How Search Engines Work — Understanding Inverted Indexes and TF-IDF with Interactive Diagrams

Introduction

Google Search, IDE code search, e-commerce product search — every day we rely on technology that instantly finds target information from massive datasets. The core technology behind all of these is the search engine.

This article explains the three fundamental technologies at the heart of search engines, using interactive diagrams:

Inverted Index — the data structure that enables fast search
Boolean Search — processing queries as set operations
TF-IDF / BM25 — algorithms for ranking search results

Search Engine Architecture

Let's start with an overview of the search engine pipeline.

From document collection to returning results, the process is divided into roughly 6 stages. This article focuses on text analysis, index building, query processing, and ranking.

Text Analysis — Breaking Documents into Tokens

The first step in processing a document is text analysis. Let's look at the pipeline that transforms raw text into searchable units called tokens.

This pipeline consists of the following stages:

1. Character Normalization

Unicode normalization and case conversion. This ensures that "The" and "the" are treated as the same token.

2. Tokenization

Split text into individual words (tokens). In English, this is typically whitespace-based splitting. Languages like Japanese, which lack spaces between words, require morphological analysis (using tools like MeCab or Kuromoji).

3. Stopword Removal

Remove high-frequency, low-information words like "the", "is", and "on". This reduces index size and improves search precision.

4. Stemming / Lemmatization

Reduce words to their root form: "running" → "run", "cats" → "cat". This absorbs spelling variations and improves search recall.

Inverted Index — The Heart of Search

Why We Need an Inverted Index

A naive approach to full-text search would scan each document from start to finish looking for keywords. For $N$ documents, this requires $O(N \times L)$ time ( $L$ being average document length), which breaks down as the document count grows.

The Inverted Index is the data structure that solves this problem.

Forward Index vs Inverted Index

A normal index (Forward Index) maps "document → contained terms":

Forward Index:
  D1 → [cat, sat, mat]
  D2 → [cat, dog]
  D3 → [dog, sat, log]

An inverted index reverses this relationship.

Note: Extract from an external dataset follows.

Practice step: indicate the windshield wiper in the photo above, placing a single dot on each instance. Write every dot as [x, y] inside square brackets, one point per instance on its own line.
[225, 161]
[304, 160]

It maps "term → documents containing that term":

Inverted Index:
  cat → [D1, D2]
  dog → [D2, D3]
  log → [D3]
  mat → [D1]
  sat → [D1, D3]

This allows $O(1)$ lookup for documents containing any given keyword. The list of document IDs associated with each term is called a posting list.

Interactive Demo: Building and Searching an Inverted Index

In the demo below, watch how an inverted index is built from 3 documents, then used to execute a search query step by step.

Inverted Index Builder

Watch how an inverted index is built from documents, then used to answer a search query.

Documents

D1"the cat sat on the mat"

D2"the cat and the dog"

D3"the dog sat on a log"

We have 3 documents. Let's build an inverted index from them step by step.1 / 15

Posting List Structure

In real search engines, posting lists often contain more than just document IDs:

Field	Purpose
Document ID	Basic document identification
Term Frequency (TF)	Used for ranking
Position	Phrase search, proximity search
Offset	Snippet generation, highlighting

An index that includes position information is called a positional index, enabling phrase searches like "cat sat".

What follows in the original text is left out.